Data collection was done using a predesigned data collection sheet concerning; personal characteristics (age, sex and smoking habit), clinical characteristics (Mean BP, ICP, aspirin dose per day, initial motor power and improvement of motor function after stroke), and investigation characteristics (serum triglycerides, SSEP and CBF).
The collected data was fed to the computer using SPSS version 21 software for tabulation and analysis. Testing normal distribution, descriptive statistics were calculated which include minimum, maximum, mean, standard deviation, univariate statistical analysis for comparison of quantitative data and detecting the relation between quantitative variables were done using the suitable statistical analysis and multiple regression analysis was adopted using two models (main model and model with interaction) to detect predictors of CBF.
The results of the present study revealed the following:
Descriptive statistics:
The development sample included 160 cases with ischemic stroke. It was revealed that the mean age was 63.04± 8.911years, 68.8% were male and 22.5% were heavy smokers.
Concerning clinical characteristics, 62.5 % of cases had Mean BP >110 mm Hg, 44.4 % had ICP >20 cm H2O, 31.9 % did not take aspirin , 11.25 % showed absent initial motor power and 18.7 % did not show improvement of motor function after stroke.
Regarding investigation characteristics, 45.6% of cases had serum triglycerides >200 mg /liter and almost half of cases (54.4%) had SSEP ≤ 3 microvolt.
The following variables were statistically significant in univariate analysis according to CBF:
Age, Mean BP, ICP, aspirin dose, serum triglycerides smoking, SSEP, low grade motor power and high grade motor power (p=< .05).
Multivariate regression analysis:
The developed model (Main model) is useful for prediction of CBF as 89.8% of the variation in the CBF is explained by predictors of CBF. The model showed good prediction accuracy as the mean absolute error was 1.2481 ± 0.96729 ml /100gm / minute and mean absolute percent error was 9.31%.
Mean BP, Aspirin and SSEP had a significant positive regression coefficient, indicating that patients with higher values had higher CBF, after controlling for the other variables in the model.

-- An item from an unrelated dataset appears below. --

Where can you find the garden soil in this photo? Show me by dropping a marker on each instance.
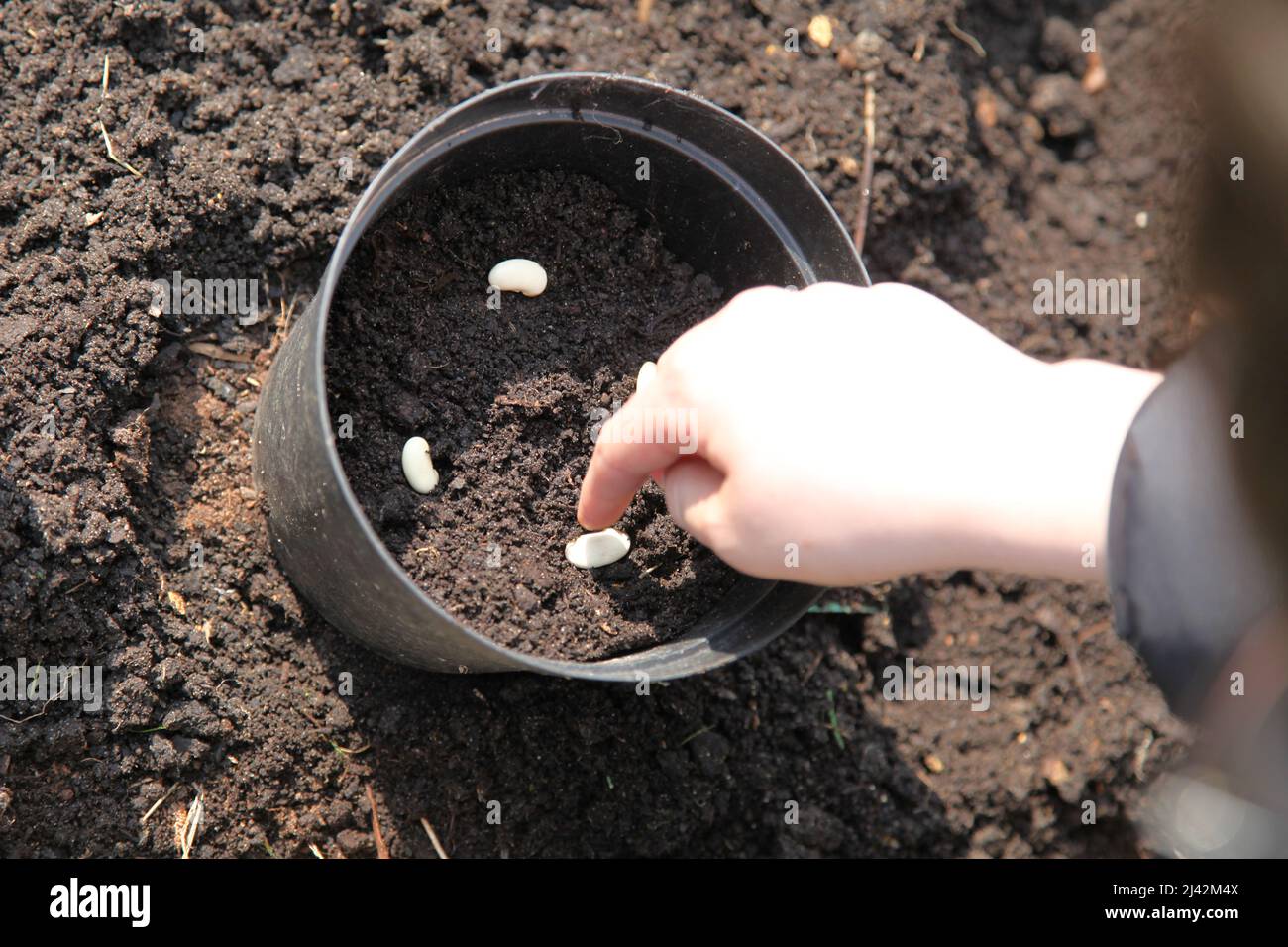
(231, 141)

Age, ICP, serum triglycerides level and smoking had a significant negative coefficient indicating that after controlling for the other variables, patients with higher values were expected to have lower CBF.
Patients with low grade and high grade motor power were expected to have CBF more than patients with absent motor power at the time of presentation after controlling for other variables.
ROC curve showed that the model of CBF prediction was statistically significant excellent tool to predict improvement of motor function after stroke with a very high area under the curve (AUC= .997). The model had an excellent sensitivity of 100% and specificity 94.9%. Its positive predictive value was 98.7%. Its negative predictive value was 100%.
from the results of this study, it is recommended:
• National screening program for population with risk factors (hypertension, dyslipidemia)
• Health education at all places, all clinic mass media, primary health care units about risk factors, availability of services for early detection and proper management.
• Apply the model for all health subjects with multiple risk factors to predict CBF and prevent the occurrence of stroke.
• Use the model for patients with history of ischemic stroke to avoid recurrence of stroke.
• More studies are needed to investigate the impact of using the model on the prevention of occurrence or recurrence of ischemic stroke.
• Encourage studies that focus on the preventive treatment of ischemic stroke.